•  Banknotes
  • bankbiljetten geschiedenis

    De eerste bankbiljetten voor de Nederlandse Antillen zijn begin 19e eeuw geïntroduceerd. Voor die tijd dienden gouden en zilveren munten als betaalmiddel. Verschillende van deze munten waren vervalst. Eén van de bekendste gouden munten was de Gouden Johannis. Deze munt was van grote waarde en was daarom een gewild doelwit voor vervalsers. Zij slepen kleine stukjes goud van de munt, of holde de munt uit en vulde deze met soldeer. Rond 1818 was de situatie dusdanig dat de bevolking deze munt niet meer vertrouwde en niet langer accepteerde als betaalmiddel. 

    Er waren strenge maatregelen nodig om het vertrouwen in de zilveren en gouden munten te herstellen. De Raad besloot daarom alle gouden Johannissen in te nemen. Daarvoor in de plaats kreeg de eigenaar een kwitantie waarop stond hoeveel waarde aan munten hij had ingeleverd.

  • Deze kwitantie was voorzien van het zegel van de koning en was getekend door leden van de Raad. Om de geldcirculatie niet te verstoren werd besloten dat deze kwitanties konden worden gebruikt in het betalingsverkeer als ware het gouden en zilveren munten. De eerste bankbiljetten voor de Nederlandse Antillen waren geboren.

    In een poging de chaotische financiële huishouding op de eilanden, waarbij munten uit verschillende landen door elkaar heen werden gebruikt, te ordenen, gaf Koning Willem III in 1827 de opdracht tot het oprichten van een circulatiebank, de huidige Centrale Bank van Curacao en Sint Maarten. De bank opende officieel haar deuren op 6 februari 1828. Het is thans de oudste, nog functionerende, centrale bank van het westelijk halfrond.

  •  The
  • de 1827 uitgife

    Johannes van den Bosch werd benoemd als eerste directeur van de nieuwe bank. Bij zijn aankomst op Curacao had hij vijf kisten met nieuw gedrukte bankbiljetten meegebracht. Deze waren gedrukt door Johan Enschede en Zonen in Nederland. De bankbiljetten waren alle voorzien van de datum 1827. Dat was een beetje optimistisch. Toen de Bank van Curacao op 6 februari 1828 haar deuren opende, moet zij het dus doen met foutief gedateerde bankbiljetten.

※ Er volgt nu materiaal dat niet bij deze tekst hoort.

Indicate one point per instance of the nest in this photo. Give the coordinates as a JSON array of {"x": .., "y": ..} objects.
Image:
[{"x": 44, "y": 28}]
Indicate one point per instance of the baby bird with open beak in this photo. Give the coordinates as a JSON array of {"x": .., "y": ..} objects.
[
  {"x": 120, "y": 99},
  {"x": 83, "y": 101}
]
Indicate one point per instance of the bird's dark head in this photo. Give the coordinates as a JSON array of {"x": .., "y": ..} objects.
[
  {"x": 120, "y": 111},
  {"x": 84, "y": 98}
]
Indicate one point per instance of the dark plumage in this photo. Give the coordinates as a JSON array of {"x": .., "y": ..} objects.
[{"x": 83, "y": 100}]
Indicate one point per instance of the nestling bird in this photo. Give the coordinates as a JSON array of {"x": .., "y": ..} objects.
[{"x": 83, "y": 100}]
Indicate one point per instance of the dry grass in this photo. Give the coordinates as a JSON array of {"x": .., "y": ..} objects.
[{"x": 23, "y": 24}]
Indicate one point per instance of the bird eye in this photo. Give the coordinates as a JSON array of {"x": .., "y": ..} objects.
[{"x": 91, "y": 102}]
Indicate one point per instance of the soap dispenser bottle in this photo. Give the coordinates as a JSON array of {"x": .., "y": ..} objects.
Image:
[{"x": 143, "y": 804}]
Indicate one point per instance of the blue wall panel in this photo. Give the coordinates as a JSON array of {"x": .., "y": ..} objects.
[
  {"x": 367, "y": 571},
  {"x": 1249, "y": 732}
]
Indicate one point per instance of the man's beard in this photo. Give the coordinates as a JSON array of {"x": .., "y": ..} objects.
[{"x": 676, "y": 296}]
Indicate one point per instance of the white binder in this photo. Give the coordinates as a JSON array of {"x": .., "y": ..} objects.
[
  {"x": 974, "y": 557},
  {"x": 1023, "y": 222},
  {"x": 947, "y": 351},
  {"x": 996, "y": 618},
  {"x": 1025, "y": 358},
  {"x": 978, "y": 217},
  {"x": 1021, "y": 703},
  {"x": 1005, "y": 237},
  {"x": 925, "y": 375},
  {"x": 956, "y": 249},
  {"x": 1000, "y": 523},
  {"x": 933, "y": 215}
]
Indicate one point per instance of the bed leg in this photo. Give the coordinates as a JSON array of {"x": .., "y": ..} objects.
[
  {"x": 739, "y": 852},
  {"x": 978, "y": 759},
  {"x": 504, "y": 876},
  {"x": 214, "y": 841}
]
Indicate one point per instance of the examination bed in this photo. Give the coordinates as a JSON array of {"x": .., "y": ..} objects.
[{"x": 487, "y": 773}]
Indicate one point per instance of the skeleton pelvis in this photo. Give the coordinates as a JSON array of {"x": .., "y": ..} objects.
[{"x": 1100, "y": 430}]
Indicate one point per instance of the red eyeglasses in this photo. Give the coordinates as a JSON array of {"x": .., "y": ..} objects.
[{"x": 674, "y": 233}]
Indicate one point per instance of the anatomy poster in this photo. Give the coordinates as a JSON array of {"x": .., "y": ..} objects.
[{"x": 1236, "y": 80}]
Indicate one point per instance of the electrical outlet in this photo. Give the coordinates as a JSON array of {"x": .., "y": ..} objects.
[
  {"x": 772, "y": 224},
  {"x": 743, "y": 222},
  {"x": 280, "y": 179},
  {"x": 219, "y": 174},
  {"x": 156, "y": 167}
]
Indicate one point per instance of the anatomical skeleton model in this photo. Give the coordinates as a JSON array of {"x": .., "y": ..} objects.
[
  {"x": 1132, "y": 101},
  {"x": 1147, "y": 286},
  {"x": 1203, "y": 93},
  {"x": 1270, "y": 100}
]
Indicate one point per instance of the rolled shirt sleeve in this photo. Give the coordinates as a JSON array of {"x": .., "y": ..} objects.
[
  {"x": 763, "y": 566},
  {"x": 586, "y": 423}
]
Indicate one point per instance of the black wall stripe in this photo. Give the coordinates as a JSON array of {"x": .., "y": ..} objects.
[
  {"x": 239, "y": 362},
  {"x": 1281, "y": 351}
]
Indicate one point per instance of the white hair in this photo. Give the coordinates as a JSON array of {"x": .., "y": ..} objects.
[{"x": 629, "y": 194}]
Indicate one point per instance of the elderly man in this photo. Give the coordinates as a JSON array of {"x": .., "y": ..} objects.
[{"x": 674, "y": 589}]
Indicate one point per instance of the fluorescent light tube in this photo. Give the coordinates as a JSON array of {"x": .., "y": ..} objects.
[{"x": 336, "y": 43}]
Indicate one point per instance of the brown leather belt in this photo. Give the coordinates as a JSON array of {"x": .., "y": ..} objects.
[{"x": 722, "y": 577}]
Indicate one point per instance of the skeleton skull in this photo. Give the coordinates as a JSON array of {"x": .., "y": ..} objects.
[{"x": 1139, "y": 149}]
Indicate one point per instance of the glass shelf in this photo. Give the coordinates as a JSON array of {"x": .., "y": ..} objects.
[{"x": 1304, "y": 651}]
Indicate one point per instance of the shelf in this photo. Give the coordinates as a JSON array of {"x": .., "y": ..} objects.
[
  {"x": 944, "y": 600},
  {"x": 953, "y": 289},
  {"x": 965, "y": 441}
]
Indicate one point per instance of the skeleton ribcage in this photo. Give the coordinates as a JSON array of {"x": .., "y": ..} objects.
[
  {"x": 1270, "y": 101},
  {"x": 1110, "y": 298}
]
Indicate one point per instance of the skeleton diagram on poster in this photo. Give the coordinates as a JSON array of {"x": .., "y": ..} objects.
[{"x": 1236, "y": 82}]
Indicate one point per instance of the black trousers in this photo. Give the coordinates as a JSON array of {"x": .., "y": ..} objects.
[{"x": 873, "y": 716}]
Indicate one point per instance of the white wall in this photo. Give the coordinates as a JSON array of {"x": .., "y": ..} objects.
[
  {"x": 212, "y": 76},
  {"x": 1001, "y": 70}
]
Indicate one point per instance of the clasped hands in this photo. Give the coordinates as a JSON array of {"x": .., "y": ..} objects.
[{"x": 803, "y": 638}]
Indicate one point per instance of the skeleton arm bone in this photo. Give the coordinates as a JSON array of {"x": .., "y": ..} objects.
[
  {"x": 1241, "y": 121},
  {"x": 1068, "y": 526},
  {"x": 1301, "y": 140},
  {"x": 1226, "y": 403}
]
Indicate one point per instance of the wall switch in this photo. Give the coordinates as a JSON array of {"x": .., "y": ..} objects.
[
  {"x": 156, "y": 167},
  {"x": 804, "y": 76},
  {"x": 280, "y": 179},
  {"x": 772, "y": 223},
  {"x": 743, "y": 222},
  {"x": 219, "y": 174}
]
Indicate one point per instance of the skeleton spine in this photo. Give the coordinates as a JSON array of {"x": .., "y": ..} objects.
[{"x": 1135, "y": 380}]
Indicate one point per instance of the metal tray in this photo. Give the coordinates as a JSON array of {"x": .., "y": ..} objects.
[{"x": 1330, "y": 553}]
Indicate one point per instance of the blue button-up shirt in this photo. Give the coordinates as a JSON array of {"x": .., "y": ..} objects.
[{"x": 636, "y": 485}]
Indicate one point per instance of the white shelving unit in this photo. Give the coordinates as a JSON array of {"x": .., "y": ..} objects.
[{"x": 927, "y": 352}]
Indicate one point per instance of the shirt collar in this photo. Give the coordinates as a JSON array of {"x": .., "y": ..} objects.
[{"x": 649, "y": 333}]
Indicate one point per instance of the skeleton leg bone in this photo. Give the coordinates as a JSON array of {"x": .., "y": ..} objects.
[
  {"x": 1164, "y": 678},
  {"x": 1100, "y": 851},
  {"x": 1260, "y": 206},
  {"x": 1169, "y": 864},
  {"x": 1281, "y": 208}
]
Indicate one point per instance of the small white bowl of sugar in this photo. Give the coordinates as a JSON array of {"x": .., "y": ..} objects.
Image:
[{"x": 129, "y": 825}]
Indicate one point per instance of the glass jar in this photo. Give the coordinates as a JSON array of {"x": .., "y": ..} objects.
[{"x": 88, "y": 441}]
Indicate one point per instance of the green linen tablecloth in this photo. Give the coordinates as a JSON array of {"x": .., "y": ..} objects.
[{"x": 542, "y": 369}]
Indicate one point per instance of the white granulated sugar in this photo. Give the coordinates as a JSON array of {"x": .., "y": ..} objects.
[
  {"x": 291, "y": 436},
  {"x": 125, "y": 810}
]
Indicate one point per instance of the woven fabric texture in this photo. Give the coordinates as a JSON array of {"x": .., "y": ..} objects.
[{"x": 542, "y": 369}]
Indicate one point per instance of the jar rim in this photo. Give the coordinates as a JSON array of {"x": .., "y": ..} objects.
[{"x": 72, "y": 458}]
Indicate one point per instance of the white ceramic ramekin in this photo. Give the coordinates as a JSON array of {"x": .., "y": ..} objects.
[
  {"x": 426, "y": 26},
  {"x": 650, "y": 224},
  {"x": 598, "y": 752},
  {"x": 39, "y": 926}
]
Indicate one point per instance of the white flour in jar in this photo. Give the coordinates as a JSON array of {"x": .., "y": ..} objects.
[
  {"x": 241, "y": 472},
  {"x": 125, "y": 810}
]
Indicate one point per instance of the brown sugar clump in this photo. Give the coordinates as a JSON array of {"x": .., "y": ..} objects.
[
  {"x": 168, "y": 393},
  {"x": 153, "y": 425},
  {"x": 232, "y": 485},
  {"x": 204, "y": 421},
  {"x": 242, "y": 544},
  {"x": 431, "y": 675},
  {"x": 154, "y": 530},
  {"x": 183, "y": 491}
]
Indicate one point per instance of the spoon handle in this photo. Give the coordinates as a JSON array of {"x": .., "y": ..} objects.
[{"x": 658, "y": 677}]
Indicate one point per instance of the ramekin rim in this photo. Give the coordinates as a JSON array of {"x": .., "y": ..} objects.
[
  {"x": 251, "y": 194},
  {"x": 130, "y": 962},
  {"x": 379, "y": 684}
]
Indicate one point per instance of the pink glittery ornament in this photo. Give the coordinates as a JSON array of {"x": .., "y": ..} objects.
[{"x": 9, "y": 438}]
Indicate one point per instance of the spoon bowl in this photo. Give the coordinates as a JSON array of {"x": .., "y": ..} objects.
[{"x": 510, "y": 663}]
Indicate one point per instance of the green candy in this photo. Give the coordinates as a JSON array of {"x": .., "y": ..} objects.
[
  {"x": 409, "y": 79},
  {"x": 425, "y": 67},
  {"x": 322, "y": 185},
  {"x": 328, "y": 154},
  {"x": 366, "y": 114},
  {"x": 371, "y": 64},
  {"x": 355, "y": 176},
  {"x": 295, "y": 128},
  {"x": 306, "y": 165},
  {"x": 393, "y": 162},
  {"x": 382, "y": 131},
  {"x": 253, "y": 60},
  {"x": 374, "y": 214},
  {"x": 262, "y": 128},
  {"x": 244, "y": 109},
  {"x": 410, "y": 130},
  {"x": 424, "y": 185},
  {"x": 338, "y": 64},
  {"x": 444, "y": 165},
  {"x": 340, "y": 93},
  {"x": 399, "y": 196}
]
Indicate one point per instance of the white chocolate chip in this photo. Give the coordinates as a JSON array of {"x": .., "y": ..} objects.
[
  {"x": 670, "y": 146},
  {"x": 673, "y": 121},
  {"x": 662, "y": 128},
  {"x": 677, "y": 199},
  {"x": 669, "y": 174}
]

    Hoe eenvoudig de eerste biljetten tegenwoordig ook lijken, ze waren voor die tijd voorzien van een uniek mechanisme om het vervalsers moeilijk te maken. Dit was het gebruik van de zogenaamde Fleischman ‘muziek’ rand, bestaande uit hele kleine elementen, oorspronkelijk bedoeld voor het drukken van muziek.

  •  Curacaosche

    Curacaosche Bank

    In 1879 startte de nieuwe Bank directeur Johan Cornelis Mensing met de voorbereidingen voor een nieuwe uitgifte van bankbiljetten. Deze uitgifte zou radicaal anders zijn dan alle voorgaande uitgiften met een aantal belangrijke vernieuwingen. Het zou bijvoorbeeld de eerste uitgifte worden die geheel in kleur werd gedrukt. Het werd ook de eerste uitgifte die voorzien was van een watermerk met de naam van de Bank.

    Mensing was ook verantwoordelijk voor de introductie van de naam ‘Curacaosche Bank”. Tot 1879 werd de Bank uitsluitend aangeduid als ‘de Bank’, ‘de Gouvernementsbank’ of in het beste geval ‘de bank van Curacao’. De invoering van de naam ‘Curacaosche Bank’ was overigens niet het resultaat van een bewuste beslissing. Het kwam eerder door een misverstand tussen de Bank en de drukkers.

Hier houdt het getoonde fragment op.